THERE's one really mean-spirited crazy woman in the neighborhood, all decked out like a frantic church-goer in crosses and crucifixes who loves to rifle through our free box and who, unconscious of her own actions, loves to verbally abuse people but ends every tirade with the website of the evangelical organization that she somehow supports: holylove.org.
SHE came in the store today because it was pissing rain so we haul the free box in. I have to say she emanates a pathetic, angry negativity that at once I want to make go away while at the same time I abhor the conditions that made her so crazy and angry in the first place. Within five minutes she had suggested to a young girl in line she read a book about rape, because "that's what this world has in store for her", and ended this, of course, with the almost ironic tag: "holylove.org."
AND then I saw a two year girl in the rain, on her knees, bawling and choking on tears for almost twenty minutes while the woman she was with, also sobbing, tried to make her calm down.
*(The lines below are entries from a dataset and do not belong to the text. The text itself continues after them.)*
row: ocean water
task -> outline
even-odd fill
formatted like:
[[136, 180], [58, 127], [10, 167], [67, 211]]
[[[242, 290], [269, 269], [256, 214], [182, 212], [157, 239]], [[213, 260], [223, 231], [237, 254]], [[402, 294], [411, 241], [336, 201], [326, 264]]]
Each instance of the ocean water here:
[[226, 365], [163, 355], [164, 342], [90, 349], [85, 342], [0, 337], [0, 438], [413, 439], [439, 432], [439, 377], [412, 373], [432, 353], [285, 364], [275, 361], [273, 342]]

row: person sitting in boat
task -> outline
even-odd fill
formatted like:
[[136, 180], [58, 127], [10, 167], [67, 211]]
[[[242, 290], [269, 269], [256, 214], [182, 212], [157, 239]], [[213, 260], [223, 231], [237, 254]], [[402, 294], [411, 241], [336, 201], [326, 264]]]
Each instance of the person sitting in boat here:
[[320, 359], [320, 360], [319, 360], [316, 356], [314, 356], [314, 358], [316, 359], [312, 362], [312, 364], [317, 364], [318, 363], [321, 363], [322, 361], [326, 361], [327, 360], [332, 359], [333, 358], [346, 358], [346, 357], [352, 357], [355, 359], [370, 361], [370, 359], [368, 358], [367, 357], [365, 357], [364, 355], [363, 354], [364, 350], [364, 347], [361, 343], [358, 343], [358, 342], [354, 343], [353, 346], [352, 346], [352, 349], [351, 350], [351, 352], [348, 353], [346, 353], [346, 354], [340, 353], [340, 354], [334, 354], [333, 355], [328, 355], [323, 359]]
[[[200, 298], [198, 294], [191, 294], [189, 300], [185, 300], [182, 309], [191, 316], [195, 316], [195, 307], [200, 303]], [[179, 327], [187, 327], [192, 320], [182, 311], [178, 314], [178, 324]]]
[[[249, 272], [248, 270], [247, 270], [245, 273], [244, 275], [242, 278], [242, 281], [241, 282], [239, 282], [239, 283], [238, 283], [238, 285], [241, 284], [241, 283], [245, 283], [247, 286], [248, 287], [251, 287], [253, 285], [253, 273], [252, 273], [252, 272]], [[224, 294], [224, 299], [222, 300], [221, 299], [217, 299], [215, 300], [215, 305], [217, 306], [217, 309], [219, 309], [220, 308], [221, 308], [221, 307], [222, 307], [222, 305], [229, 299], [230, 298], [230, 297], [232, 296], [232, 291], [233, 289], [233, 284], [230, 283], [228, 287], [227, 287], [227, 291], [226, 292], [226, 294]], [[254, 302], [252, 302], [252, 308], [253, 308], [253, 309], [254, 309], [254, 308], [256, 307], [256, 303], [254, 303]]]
She didn't calm down; she wailed and railed and everybody looked and commented and the rain came down and my stomach knotted up from something sour I hate earlier in the day.
AND the plaza in Warsaw where all the Polish citizens gathered to mourn the deaths of their leaders looked like something out of a dream.
I listen to "minimalists" a lot lately, people like Arvo Part and Gorecki (sic) -- so-called "sacred minimalists" -- a harrowing backdrop of choral repetition is good for words to come up, makes the moment swell like a funeral march, or the slap of water against a sad, old cliff.
I feel caught in a web of trying, caught and flailing and haggling with my own motives, and remembering only one alibi which I would prefer to keep secret. An alibi I can hoist up when all goes sour and grim, and say: at least this makes the days digestible.